2) Spend time in the Word. Make sure that YOU are seeking the Lord in all that you do and that you are seeking His voice each day. My recommendation to you would be to read Philippians for the entire month of October - it's an amazing book of Scripture that deals with much of what you're going through. Meditate on God's Word. Memorize portions of Scripture so that you can hide it in your heart and play those words over and over again rather than the words in your head saying "If only...."
3) Take your focus off of your husband and your circumstances and keep them on the Lord. Don't look at others thinking "Well they have ..." or comparing yourself to others. I know it's hard but when you do this, you are looking at worldly measures and not the absolute measures of God. Prosperity and success are not in this world - nor is our comfort.
4) Practical stuff:
a) Sit down and figure out the budget with your DH if he's willing. See what you absolutely have to spend and stay within the budget. Of course this is depending on your husband and if he chooses not to do this, you need to abide by that. But understand your finances and work within them.
b) Learn skills to save money on your groceries, clothing and medical. I'm sure you're already doing this but step it up a notch if you need to. I don't know if you've got $20 to spend on groceries a week or $200 but learn how to save as best you can. Yeah, you might have very little and maybe not even enough to spend on food for your family. I know women who literally haven't had a penny to spend on food. Look to help from your church and other local churches in the area and, if necessary, look to something like foodstamps for a time. I'm not one to be big on government hand-outs but they're there for a reason and we've paid into them. If you absolutely have nothing on your table for your family, then look into it. Just a warning though. If you do get the government involved, they will make you get a job outside the home and that may not be what you or your husband wants you to do. So the foodstamps is an absolute last resort, IMO.
For clothing, befriend people and ask them for hand-me-downs. "Oh I love what Johnny wears - he always looks so nice. If you ever have any clothes that he's outgrown, I'd be more than happy to give them a new home." is not a terrible thing to do (I've done it myself). If you can afford it, shop cheap. If you can't afford anything, you'll need to do your best to find very inexpensive or free clothing. Garage sales and the Salvation Army are good places to find inexpensive clothes. I've also heard of many women being happy to ship a box of clothes to someone they know online when the request comes in on a board or though a blog. Sometimes we need to get creative.
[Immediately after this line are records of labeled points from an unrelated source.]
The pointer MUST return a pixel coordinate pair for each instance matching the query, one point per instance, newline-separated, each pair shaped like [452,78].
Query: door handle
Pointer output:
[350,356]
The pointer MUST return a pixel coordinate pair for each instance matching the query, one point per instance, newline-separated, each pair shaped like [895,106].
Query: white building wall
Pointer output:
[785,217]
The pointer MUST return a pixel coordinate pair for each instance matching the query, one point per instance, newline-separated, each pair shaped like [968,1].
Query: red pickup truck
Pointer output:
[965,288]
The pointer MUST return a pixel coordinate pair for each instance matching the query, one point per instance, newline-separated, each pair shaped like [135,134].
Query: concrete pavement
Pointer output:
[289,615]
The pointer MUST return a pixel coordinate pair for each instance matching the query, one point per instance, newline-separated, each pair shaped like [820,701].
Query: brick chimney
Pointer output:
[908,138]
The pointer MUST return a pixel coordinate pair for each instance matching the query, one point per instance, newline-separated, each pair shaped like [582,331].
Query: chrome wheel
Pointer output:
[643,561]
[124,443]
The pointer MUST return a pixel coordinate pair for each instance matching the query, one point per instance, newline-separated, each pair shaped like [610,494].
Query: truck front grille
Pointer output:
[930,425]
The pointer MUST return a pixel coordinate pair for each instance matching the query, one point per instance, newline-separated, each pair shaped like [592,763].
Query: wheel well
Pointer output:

Look into possible state insurance. I know New York State has something called Child Health Plus and it's an insurance through the state that provides insurance to the uninsured. It is VERY cost effective and covers not only medical but vision and dental. It's very generous in it's guidelines so that it's free to many people and even when there IS a portion that you have to pay, it's VERY little (like $5-50 a month) with a per-family cap. See if your state has anything like that.
I do pray for you, dear sister Sandi. You are at a place of pain right now but part of that pain is your own heart view of your circumstances. Seek the Lord - call on Him while He is near. Do not let your heart be troubled. The Lord your God is with you wherever you go. He is faithful and will supply all your needs - your true needs in this life. If you do happen to read this, I would really love for you to get a hold of me. I'd love to be able to speak to you and pray for you knowing a bit more of who you are. But if not, God knows you and can still answer my prayers. We serve an awesome God.